Registrasi Vaksinasi COVID-19 di Jabar Tidak Jelas, Ridwan Kamil Desak Kepala Daerah Lakukan Ini
Instagram/ridwankamil
Nasional
Vaksin COVID-19

Gubernur Ridwan Kamil menyatakan bahwa proses vaksinasi COVID-19 di Jawa Barat (Jabar) berjalan lambat. Menurutnya, hal ini disebabkan karena alur registrasi yang tidak jelas.

WowKeren - Gubernur Ridwan Kamil menyatakan bahwa proses registrasi vaksinasi COVID-19 di Jawa Barat (Jabar) tidak jelas.
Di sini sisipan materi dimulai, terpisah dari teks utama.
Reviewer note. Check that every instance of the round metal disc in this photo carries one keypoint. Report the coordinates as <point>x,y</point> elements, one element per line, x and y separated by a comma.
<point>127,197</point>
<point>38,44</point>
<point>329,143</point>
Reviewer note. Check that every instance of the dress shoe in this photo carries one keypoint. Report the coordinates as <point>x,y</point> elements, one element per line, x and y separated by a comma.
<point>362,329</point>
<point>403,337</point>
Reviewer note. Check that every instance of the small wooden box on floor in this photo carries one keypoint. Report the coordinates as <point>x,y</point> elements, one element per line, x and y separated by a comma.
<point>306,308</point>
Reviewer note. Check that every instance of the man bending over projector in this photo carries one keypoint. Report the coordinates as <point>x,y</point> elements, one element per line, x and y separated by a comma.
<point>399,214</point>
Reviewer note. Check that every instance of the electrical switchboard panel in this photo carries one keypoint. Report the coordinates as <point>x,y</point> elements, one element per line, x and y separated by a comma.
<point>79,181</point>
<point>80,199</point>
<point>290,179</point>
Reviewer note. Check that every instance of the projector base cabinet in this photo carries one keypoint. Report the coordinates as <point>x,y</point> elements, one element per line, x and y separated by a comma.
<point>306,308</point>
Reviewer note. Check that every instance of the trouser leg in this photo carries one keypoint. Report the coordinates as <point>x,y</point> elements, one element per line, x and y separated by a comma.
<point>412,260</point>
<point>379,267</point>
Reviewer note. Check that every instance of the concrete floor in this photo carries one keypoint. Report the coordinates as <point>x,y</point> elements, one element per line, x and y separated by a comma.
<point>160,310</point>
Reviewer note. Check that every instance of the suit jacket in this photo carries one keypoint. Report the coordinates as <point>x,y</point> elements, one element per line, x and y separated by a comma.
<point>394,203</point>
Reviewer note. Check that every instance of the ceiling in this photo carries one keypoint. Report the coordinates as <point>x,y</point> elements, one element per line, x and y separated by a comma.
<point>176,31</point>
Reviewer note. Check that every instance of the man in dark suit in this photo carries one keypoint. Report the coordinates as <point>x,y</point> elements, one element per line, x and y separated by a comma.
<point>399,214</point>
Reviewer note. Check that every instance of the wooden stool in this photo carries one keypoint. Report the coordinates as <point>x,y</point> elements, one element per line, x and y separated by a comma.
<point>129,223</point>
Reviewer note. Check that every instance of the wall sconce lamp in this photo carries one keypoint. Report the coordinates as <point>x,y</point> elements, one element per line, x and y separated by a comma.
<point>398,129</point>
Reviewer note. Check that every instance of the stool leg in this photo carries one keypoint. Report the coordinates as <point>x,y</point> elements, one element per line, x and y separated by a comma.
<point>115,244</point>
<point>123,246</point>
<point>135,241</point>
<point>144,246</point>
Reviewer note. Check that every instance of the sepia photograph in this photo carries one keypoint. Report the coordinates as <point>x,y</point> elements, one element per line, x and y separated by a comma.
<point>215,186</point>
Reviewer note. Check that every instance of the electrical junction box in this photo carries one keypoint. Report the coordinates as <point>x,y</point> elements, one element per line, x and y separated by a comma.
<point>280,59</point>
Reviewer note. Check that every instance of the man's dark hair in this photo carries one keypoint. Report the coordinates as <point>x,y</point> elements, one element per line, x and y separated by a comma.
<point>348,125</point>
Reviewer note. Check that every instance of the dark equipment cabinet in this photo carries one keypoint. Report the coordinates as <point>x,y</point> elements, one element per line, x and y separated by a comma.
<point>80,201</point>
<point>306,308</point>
Karena itulah ia meminta kepala daerah yang berada di bawahnya untuk mempercepat prosesnya.

Pria yang akrab disapa Kang Emil ini menuturkan bahwa vaksinasi di Jabar masih berada di angka 20 ribu per harinya. Jika dikalikan selama satu tahun, total vaksinasi di wilayah tersebut hanya mencapai 6 juta orang. Jumlah tersebut jauh dari target vaksinasi terhadap 36 juta penduduk Jabar yang diharapkan bisa rampung tahun ini.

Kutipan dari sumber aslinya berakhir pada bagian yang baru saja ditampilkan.